17 Ce régime aurait eu pour conséquence la liquidation immédiate des actifs de Plastika Kavalas et le paiement de ses dettes, comme ce fut le cas pour une série d'entreprises en difficulté et surendettées.

18 Nonobstant l'avis ainsi motivé de liquidation, le ministre de l'Économie nationale a décidé, par décision n° 212, du 3 février 1984 (FEK B'60/8.2.1984), de soumettre Plastika Kavalas au régime d'administration provisoire par l'OAE, prévu à l'article 7 de la loi n° 1386/1983. Ce régime a été maintenu jusqu'au début du mois de janvier de l'année 1987.

19 Le 28 mai 1986, au cours de cette administration provisoire, l'OAE a décidé d'augmenter le capital de Plastika Kavalas d'un montant de 177 000 000 GRD, par le biais de l'émission de 1 770 000 nouvelles actions d'une valeur nominale de 100 GRD. Ainsi, le capital social a été porté à 264 000 000 GRD. Cette décision a été approuvée par le ministre de l'Industrie par décision n° 155, du 6 juin 1986 (FEK B'414/11.6.1986).

20 Les anciens actionnaires n'ayant pas exercé leur droit d'option dans le délai de 45 jours prévu à compter de la publication de ladite décision ministérielle, la totalité des nouvelles actions a été mise à la disposition de l'OAE, qui, de ce fait, possédait 67 % environ du capital social de Plastika Kavalas.

21 Le 11 décembre 1986, par décision de l'assemblée générale des actionnaires dans laquelle la majorité était détenue par l'OAE, le capital social a été réduit au minimum obligatoire autorisé par la loi, qui est de 5 000 000 GRD. Cette réduction était motivée par le caractère négatif de la situation nette de Plastika Kavalas et s'est opérée par l'annulation de la totalité des anciennes actions et par l'émission de 5 000 actions nouvelles, d'une valeur nominale de 1 000 GRD chacune, qui ont été réparties entre les actionnaires de la société jusqu'à ladite date, en proportion de leur participation au capital social.
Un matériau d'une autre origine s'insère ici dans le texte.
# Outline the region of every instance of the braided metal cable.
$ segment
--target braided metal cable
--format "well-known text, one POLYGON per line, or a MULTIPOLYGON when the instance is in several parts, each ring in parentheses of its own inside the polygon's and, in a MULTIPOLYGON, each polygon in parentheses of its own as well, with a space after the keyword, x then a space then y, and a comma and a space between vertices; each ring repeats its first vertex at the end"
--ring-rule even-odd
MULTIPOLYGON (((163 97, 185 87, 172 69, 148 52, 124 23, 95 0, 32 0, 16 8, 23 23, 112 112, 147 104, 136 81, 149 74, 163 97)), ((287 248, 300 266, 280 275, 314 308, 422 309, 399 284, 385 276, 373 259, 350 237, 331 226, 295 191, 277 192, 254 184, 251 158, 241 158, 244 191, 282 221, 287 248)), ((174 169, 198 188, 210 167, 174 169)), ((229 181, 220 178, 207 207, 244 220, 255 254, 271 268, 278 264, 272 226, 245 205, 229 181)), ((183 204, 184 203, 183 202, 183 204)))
Cette décision de l'assemblée générale a été approuvée par le préfet de Kavala par décision n° 882, du 4 mars 1987 (FEK 262/19.3.1987).

22 Par décision n° 14, du 9 janvier 1987, le ministre adjoint de l'Industrie, de l'Énergie et de la Technologie (FEK B'25/16.1.1987) a approuvé une nouvelle augmentation du capital social. Cette augmentation s'élevait à la somme de 1 262 200 000 GRD et résultait, d'une part, d'une conversion forcée de dettes s'élevant à la somme de 972 000 000 GRD et, d'autre part, d'un apport en numéraire de l'OAE d'un montant de 290 000 000 GRD, destiné à désintéresser les créanciers.

23 À la suite de ces modifications, le capital social de Plastika Kavalas s'est élevé à la somme de 1 267 200 000 GRD, réparti en 1 267 200 actions. Depuis lors, et pendant plus de quatre ans, Plastika Kavalas a fonctionné normalement. En vertu de la décision ministérielle n° 14, les dispositions de la loi n° 1386/1983 ont cessé de s'appliquer. L'administration et le fonctionnement de Plastika Kavalas ont désormais été régis par les décisions de l'assemblée générale des actionnaires et de son conseil d'administration.

24 En 1991, la majorité des actions de Plastika Kavalas ont été cédées à la société Plastika Makedonias AE, au prix de 860 000 000 GRD. Enfin, en février 1994, Plastika Kavalas a été intégrée dans le groupe Petzetakis.

25 Le 22 février 1991, M. Diamantis a introduit un recours auprès de la juridiction de renvoi afin que soit constatée l'invalidité des modifications du capital social (deux augmentations et une réduction) au motif qu'elles étaient contraires à l'article 25 de la deuxième directive. Le gouvernement hellénique et l'OAE ont soulevé une exception tirée de l'abus de droit commis par M. Diamantis et ont conclu au rejet du recours.

26 Dans son ordonnance, la juridiction de renvoi a rappelé en premier lieu la jurisprudence antérieure de la Cour sur l'effet direct de l'article 25 de la deuxième directive (arrêts du 30 mai 1991, Karella et Karellas, C-19/90 et C-20/90, Rec. p. I-2691, et du 24 mars 1992, Syndesmos Melon tis Eleftheras Evangelikis Ekklisias e.a., C-381/89, Rec. p. I-2111), pour conclure qu'il ressortait de cette jurisprudence que les articles 8 et 10 de la loi n° 1386/1983 étaient contraires aux dispositions de la deuxième directive.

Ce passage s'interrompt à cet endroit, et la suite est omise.